Gosh, I find this a frustrating question. Why is that? Because most (not all, but almost!) customers we sell to also have Microsoft products in them. In fact, it’s hard for us to even imagine a customer environment that is entirely Microsoft-free. So really, the better question to ask is: What mixes of Microsoft and Cisco products do you support, and how do you support integration with each of the products in the Microsoft portfolio?

Cisco is investing more today in integration with Microsoft technologies than we have ever done before.

When put in those terms – when I look at what we’re doing today, I feel confident in saying that Cisco is investing more today in integration with Microsoft technologies than we have ever done before.

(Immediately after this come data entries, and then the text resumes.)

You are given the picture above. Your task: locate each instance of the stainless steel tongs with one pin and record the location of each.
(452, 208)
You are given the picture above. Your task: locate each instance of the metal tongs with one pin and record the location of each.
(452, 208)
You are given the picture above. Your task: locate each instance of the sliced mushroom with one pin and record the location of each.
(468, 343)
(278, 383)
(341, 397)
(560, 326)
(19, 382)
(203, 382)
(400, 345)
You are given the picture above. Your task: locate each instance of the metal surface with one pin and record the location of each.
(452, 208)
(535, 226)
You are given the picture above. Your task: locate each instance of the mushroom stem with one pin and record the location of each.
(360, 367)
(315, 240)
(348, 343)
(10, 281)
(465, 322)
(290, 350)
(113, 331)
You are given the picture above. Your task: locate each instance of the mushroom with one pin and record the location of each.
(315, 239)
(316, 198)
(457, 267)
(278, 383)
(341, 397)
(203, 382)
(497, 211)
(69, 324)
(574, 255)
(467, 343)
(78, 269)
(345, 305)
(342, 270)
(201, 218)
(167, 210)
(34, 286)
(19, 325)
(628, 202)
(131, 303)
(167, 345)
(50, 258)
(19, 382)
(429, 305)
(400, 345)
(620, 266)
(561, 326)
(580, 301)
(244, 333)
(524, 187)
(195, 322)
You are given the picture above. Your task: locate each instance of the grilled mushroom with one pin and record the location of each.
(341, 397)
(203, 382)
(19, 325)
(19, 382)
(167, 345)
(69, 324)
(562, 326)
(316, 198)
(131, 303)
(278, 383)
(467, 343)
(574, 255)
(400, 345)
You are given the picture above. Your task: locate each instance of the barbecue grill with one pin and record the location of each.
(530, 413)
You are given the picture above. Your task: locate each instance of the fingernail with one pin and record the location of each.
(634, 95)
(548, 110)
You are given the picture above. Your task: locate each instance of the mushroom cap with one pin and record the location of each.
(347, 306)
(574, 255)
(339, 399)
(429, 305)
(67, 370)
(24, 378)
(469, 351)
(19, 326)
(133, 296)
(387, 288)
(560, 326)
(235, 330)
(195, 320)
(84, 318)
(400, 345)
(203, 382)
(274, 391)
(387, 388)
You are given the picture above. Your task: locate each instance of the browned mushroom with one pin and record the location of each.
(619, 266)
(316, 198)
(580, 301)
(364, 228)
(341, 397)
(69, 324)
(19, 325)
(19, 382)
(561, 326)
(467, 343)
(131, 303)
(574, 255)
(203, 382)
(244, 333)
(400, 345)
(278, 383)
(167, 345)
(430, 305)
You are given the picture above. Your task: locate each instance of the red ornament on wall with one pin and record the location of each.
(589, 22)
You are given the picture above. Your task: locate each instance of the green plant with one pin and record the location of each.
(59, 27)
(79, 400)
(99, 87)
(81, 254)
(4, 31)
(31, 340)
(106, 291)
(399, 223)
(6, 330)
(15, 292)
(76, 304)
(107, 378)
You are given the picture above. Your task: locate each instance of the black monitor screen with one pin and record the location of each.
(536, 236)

Let’s take them one at a time.

  • Active Directory: Perhaps the most ubiquitous product in the Microsoft portfolio. At Cisco, we have no equivalent. As a result, we’ve invested heavily in the last few years to make AD a central part of our products, especially Cisco Spark. We’ve built a directory sync engine that integrates with AD, treating it as the source of truth and syncing its contents with our Cisco Spark cloud. We use AD for SAML-based SSO when users sign in to Cisco Spark.
  • Exchange: Second only to AD in its pervasiveness in our customer environments. Since Exchange is where people go to schedule meetings, we’ve invested heavily in making it a central part of our meetings solutions. Cisco Spark supports integration with Exchange on-prem and O365, making sure it is the source of truth for when meetings happen. Our first hybrid offering was calendar integration with Exchange.
  • Outlook: WebEx Productivity Tools integrate natively with Outlook, allowing users to schedule WebEx meetings with a single click. Today, this represents the most common way people schedule WebEx meetings. Cisco Jabber supports click-to-call, presence, and click-to-chat integrations into Outlook, and similar functionality is on the way for Cisco Spark as well.
  • Word, PowerPoint, Excel: The bread-and-butter of Microsoft‘s productivity tools are a centerpiece of our content strategy for Cisco Spark. It supports native rendering of these files within Cisco Spark.

These four are particularly important to us because Cisco doesn’t offer alternatives to these, and consequently, we work to make them essential parts of our solution. Indeed, we recommend customers deploy these in concert with the rest of our portfolio.

Our philosophy has always been that we will support customers that want a mixed-vendor environment.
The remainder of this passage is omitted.